If I was feeling ambitious, I might try to assemble some intriguing stats that somehow evaluate (or at least describe) the way Narron managed. But I'm not. So instead I'll just refer to what I wrote in the Hardball Times 2007 Season Preview:
The Manager Is Known for: Being old school. That's what he claims, but I don't agree. Jerry Narron is something of an enigma. On one hand, he shows a modern appreciation for on-base percentage and stolen base success rate. But he gets bent out of shape about errors while apparently ignoring range as a measure of fielder performance. He’ll talk up young players like Encarnacion and Chris Denorfia, yet have a hard time actually letting them play if they compete with an aging veteran. He will talk about operating his bullpen by committee, but then, almost overnight, tap someone as closer. Narron tends to keep his starters in the game a long time—though that could be the result of playing with a sub-par bullpen much of last year.I pretty much still agree with everything I wrote. His biggest fault, at least as I'll remember it, is a general lack of consistency. He certainly did things that bothered the heck out of me, like using Juan Castro and Chad Moeller as pinch hitters an inordinate number of times, putting too much stock into small sample size-matchups or lefty/righty platoons, playing favorites among players, etc.
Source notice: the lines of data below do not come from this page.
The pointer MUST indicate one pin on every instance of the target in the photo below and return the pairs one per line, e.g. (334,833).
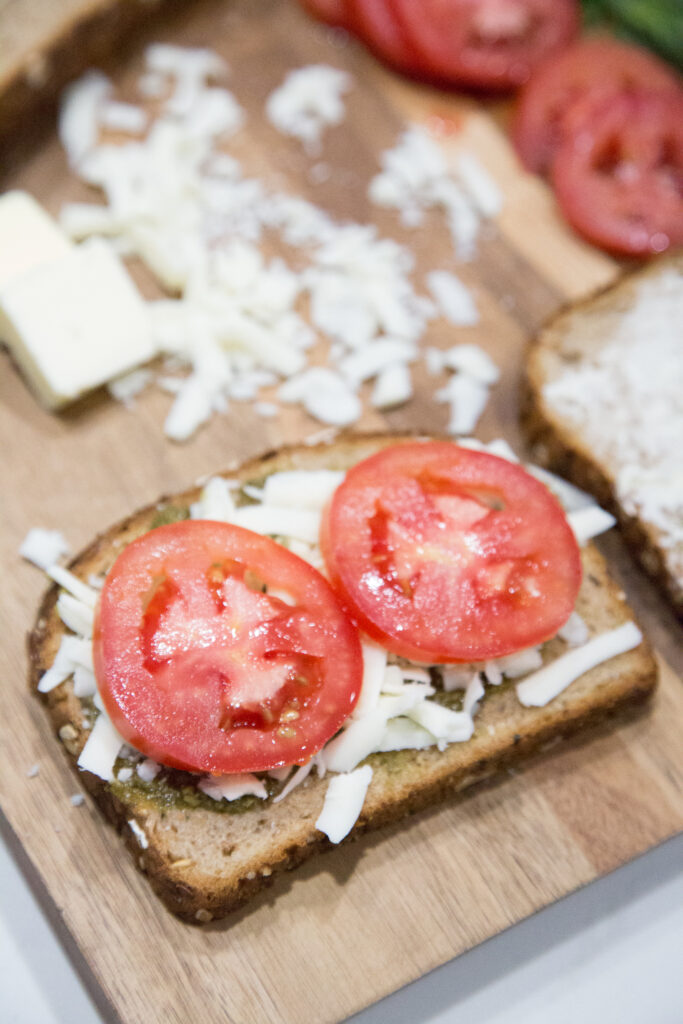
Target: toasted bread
(203,861)
(603,407)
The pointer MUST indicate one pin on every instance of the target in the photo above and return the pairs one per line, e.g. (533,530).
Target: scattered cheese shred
(43,547)
(343,803)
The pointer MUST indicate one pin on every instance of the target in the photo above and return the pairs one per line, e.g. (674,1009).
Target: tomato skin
(197,673)
(544,113)
(485,44)
(619,173)
(430,567)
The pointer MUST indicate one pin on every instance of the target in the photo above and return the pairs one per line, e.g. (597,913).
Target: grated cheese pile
(179,201)
(307,101)
(416,177)
(626,399)
(395,710)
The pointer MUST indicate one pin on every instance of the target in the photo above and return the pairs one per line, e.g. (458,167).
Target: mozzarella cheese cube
(29,237)
(74,323)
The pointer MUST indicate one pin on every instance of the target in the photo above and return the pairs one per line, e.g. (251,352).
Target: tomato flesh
(376,23)
(547,104)
(619,176)
(446,554)
(485,44)
(203,668)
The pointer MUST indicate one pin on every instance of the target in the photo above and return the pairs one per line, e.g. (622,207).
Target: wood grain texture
(349,928)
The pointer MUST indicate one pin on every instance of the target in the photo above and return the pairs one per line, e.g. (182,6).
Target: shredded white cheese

But in the end, while I'm sure many will disagree with me, I don't think he was all that bad of a manager. He seemed to have good control over the clubhouse and seemed to be a good communicator, something that was in stark contrast to his predecessor, Dave Miley (though I'm sure we'll see some criticism from players and media in the coming days). He was an advocate for his players in the media. He seemed good about trying to keep certain players rested (particularly Junior), and keeping his bench players "fresh." And he did understand at least some of the key lessons from statistical research (particularly OBP and SB%), even as he ignored others...
When it comes down to it, though, the problem this season is that the the players just haven't performed well. I'm sure you can blame some of that on the manager, but how much? Maybe a new guy in charge will help, but as Chris said, more than likely any improvement we see will just be regression toward these players' true performance levels. Of course, if the Reds start to attribute some of their success to the new guy and gain some confidence to help them through the second half, maybe the placebo effect is worth it.
Could the Reds do better than Narron? Of course. But they could do a lot worse too, and I'm fearful that we'll actually take a step backward with the next selection. ... We'll see. I wish Jerry well and hope he can get the helm of another team someday. Hopefully he'll check out my recommended reading list in the meantime.
As for his replacement, Pete Mackanin... who knows? He was apparently an all-field, no-hit middle-infielder who was memorable enough to get his page sponsored at B-R, but I doubt that tells us much. I'll be watching him fairly closely this next month, however, as his managerial philosophies may tell us something about the sort of manager Wayne Krivsky is looking for. I'd love to see a manager hired who has read and understands The Book, but I'll settle for someone who can give the players confidence and put the right guys on the field each day. I also really hope that the next official manager, whoever he is, can bring some stability to this organization and keep his job for a half-decade or so.
P.S. 'Grats to Junior on the All-Star game, and leading the NL in votes. That's pretty awesome.